= Arnold Black =

American violinist and composer

Arnold Black (2 May 1923 – 25 June 2000) was an American violinist and composer.

His most senior positions held include assistant concertmaster of the National Symphony Orchestra and concertmaster at the Baltimore Symphony. In his career as a composer he wrote music particularly for stage productions.

Black was notable for maintaining a musical career despite having cerebral palsy from birth. He died at his home in Massachusetts in the summer of 2000.

== Biography ==
=== Early life ===
Black was born on May 2, 1923, in the U.S. City of Philadelphia. He had cerebral palsy from birth, affecting mobility in his right side.

=== Education ===
Black studied at The Juilliard School, graduating with majors in violin and composition.

==Career==
===Violin===
Black held standard violin positions in NBC Symphony and Casals Festival. He was assistant concertmaster of the Baltimore Symphony before becoming concertmaster of the National Symphony Orchestra.

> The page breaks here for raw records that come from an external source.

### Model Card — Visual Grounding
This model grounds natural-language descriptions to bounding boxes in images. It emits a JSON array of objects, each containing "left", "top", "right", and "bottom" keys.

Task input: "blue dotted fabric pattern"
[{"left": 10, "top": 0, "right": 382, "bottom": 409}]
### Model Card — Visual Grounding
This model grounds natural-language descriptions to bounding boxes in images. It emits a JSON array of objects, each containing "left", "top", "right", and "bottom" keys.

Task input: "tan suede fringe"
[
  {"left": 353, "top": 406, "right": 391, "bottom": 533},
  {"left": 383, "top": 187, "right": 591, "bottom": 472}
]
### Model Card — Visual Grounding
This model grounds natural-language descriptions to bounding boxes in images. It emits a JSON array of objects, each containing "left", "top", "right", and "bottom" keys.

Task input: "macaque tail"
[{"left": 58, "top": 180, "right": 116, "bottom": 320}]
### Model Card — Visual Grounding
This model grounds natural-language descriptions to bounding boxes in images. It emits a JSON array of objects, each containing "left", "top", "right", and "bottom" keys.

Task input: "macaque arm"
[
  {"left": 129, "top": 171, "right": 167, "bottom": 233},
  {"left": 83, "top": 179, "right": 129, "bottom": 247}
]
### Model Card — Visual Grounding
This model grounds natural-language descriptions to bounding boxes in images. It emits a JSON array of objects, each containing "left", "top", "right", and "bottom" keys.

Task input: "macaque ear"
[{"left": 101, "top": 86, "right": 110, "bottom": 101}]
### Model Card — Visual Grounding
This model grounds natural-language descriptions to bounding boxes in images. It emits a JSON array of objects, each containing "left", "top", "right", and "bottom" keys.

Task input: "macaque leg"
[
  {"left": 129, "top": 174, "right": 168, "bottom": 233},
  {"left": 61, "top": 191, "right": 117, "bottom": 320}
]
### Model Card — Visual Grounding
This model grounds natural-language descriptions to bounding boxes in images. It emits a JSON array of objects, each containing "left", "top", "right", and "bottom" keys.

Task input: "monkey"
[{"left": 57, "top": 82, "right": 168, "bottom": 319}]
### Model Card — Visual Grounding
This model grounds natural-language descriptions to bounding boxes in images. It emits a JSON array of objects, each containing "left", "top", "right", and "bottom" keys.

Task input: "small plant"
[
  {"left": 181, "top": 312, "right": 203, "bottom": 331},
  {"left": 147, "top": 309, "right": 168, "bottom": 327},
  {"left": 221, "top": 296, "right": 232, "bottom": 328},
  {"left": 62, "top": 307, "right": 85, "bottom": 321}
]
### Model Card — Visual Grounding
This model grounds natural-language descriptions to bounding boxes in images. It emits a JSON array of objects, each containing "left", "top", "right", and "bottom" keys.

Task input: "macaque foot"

==== Mohawk Trail Concerts ====
In 1969, Black helped to start the Mohawk Trail concerts. He was asked to play a Handel sonata for a Sunday service at the Federated Church in Charlemont, Massachusetts by church organist Alice Parker Pyle. This event adapted into an annual chamber music concert series. He directed the concerts for over thirty years.

===Composer===
In the early 1950s, Black was composer in residence at the Circle in the Square Theatre in Manhattan. He worked with director José Quintero to produce scores for various notable productions including Ulysses in Nighttown.

His concert works include a children's opera based on The Phantom Tollbooth, a novel by Norton Juster, and a piece entitled My Country, 1998–1999, commissioned by the St. Petersburg String Quartet.

He composed the soundtrack for Simple Gifts, a holiday special directed by R. O. Blechman on PBS released in 1977, including segments performed by the Renaissance group Calliope.

Black arranged the theme tune for the Canadian children's animated TV series Little Bear. The theme is based on Franz Schubert's Violin Sonata No. 1 in D Major.